Scripted by Neil Simon, After the Fox stars Peter Sellers as a criminal genius named Aldo Vanucci, who unfortunately spends a lot of time behind bars. Not that he can’t get out whenever he wants, but he seems to do just fine in there. That is, until a job comes along that’s too good to pass up. Some criminals have stolen a huge shipment of gold bouillon in Cairo, and they want his help to smuggle it into Italy. To that end, Aldo (a.k.a. The Fox) switches places with his doctor by disguising himself and walks right out of prison, only to find that his mother is less than receptive to his homecoming and his sister is now a wannabe actress who is now calling herself Gina Romantica (Britt Ekland). Ultimately, that ends up being good fortune for him however, because it gives him an idea on how to smuggle in the gold. He steals all of the production equipment from a famous Italian director, and then impersonates him, convincing an entire seaside village that he’s making a movie there in order to get them to cooperate. He even convinces a very famous but aging Lothario actor named Tony Powell (Victor Mature) to star in his film along with his sister, just to give it more authenticity. The question is, once the gold gets there, still the plan all come together, or will it fall apart spectacularly? You’ll have to watch the film to find out.
I’ll just be honest here. Outside of the Pink Panther movies and another film called Being There, this is the only other Peter Sellers I’ve ever seen. I have seen him with Dean Martin on his variety show before and he was absolutely hilarious, so I was hoping for quite a bit from this film. Unfortunately, while there were some laugh out loud moments, a lot of the humor fell a bit flat. I think it might have played somewhat funnier back in 1966 than it does to today’s audiences, but I found it amusing nonetheless.
Peter Sellers was the star of the film, but for me the most memorable character was played by Victor Mature, and I think I know why. He was a famous actor struggling against age and trying to project himself as young so he could keep getting roles that were no longer suited for him. He did such a brilliant job of playing that aspect of his character, but the vanity he displayed in doing so also allowed him to be manipulated into starring in the film Vanucci (impersonating the famous director) presented to him, even though he wouldn’t be making any money for it and the script seemed to be made on the fly. Naturally, having a stunningly beautiful young co-star didn’t hurt matter either.
The ending of the film turned into a rather nonsensical car chase, which I wish wouldn’t have happened. It felt more like the end of a Benny Hill Show episode than anything else, and just went completely off the rails.

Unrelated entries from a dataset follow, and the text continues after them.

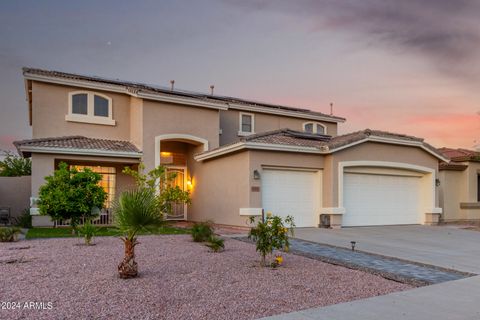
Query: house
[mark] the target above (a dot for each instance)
(459, 189)
(236, 157)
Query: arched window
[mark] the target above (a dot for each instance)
(315, 128)
(89, 107)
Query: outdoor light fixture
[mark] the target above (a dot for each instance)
(353, 243)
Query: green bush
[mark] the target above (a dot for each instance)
(72, 195)
(271, 234)
(9, 234)
(15, 166)
(202, 231)
(24, 220)
(216, 244)
(88, 231)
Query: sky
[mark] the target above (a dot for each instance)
(410, 66)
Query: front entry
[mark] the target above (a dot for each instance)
(179, 210)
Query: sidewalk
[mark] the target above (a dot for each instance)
(453, 300)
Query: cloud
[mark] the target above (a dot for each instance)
(446, 32)
(448, 129)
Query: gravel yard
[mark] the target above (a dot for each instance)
(179, 279)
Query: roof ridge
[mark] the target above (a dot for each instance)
(178, 92)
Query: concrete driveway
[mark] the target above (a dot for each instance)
(444, 246)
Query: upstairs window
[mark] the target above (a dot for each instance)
(90, 107)
(247, 124)
(314, 127)
(478, 187)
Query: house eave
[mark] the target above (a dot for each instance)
(82, 152)
(124, 90)
(312, 150)
(287, 113)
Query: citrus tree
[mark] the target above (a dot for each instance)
(72, 195)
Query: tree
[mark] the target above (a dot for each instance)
(71, 194)
(143, 208)
(15, 166)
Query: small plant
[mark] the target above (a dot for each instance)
(271, 234)
(9, 234)
(216, 244)
(88, 231)
(202, 231)
(25, 219)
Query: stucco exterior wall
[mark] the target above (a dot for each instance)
(44, 164)
(371, 151)
(50, 106)
(220, 188)
(260, 159)
(229, 123)
(458, 193)
(15, 194)
(166, 118)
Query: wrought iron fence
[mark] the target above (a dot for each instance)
(104, 219)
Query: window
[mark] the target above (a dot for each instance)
(79, 103)
(90, 107)
(107, 182)
(314, 127)
(247, 124)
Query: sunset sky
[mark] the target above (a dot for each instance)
(404, 66)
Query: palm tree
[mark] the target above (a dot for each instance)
(135, 210)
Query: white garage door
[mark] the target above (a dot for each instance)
(381, 200)
(295, 193)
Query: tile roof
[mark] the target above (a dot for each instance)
(460, 155)
(148, 88)
(287, 137)
(76, 143)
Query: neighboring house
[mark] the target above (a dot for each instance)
(460, 185)
(237, 157)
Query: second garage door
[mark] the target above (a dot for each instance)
(371, 199)
(295, 193)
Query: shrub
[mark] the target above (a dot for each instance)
(71, 195)
(216, 244)
(202, 231)
(9, 234)
(24, 220)
(271, 234)
(88, 231)
(15, 166)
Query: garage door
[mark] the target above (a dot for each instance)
(371, 199)
(295, 193)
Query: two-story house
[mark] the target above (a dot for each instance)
(236, 157)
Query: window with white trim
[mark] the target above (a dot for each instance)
(89, 107)
(315, 128)
(246, 124)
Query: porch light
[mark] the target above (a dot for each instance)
(353, 243)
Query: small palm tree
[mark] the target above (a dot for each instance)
(135, 210)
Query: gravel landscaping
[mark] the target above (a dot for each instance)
(179, 279)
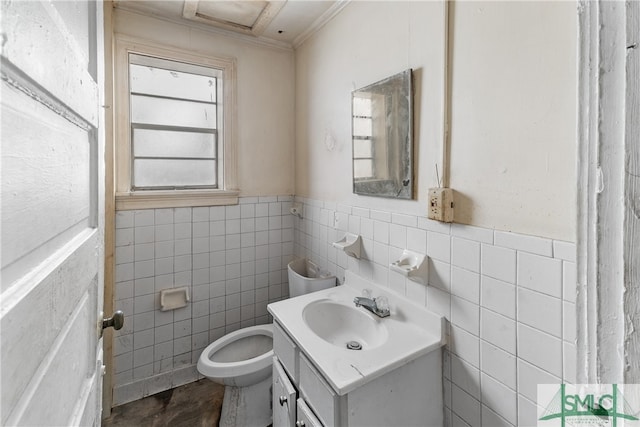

It certainly wasn’t a worth end to an otherwise enjoyable plot, but at least they finished off the film in a clever way, with Vanucci, who’d been convicted in the gold smuggling plan, once again escaping from prison.
This new release from Kino Lorber includes Trailers from Hell with Larry Karazewski, and a trailer gallery. There are no special features relating to the film itself.
With a great cast, an amusing storyline and some laugh out loud moments, After the Fox is definitely worth seeing, however, the weak ending might put off some viewers. Could I recommend actually buying it to add to your collection? I guess so, but I say that only half-heartedly. There were part of this film that were great, while other parts simply fell flat, so yes I can give it a strong recommendation as far as seeing it, but only a mild one as far as owning it.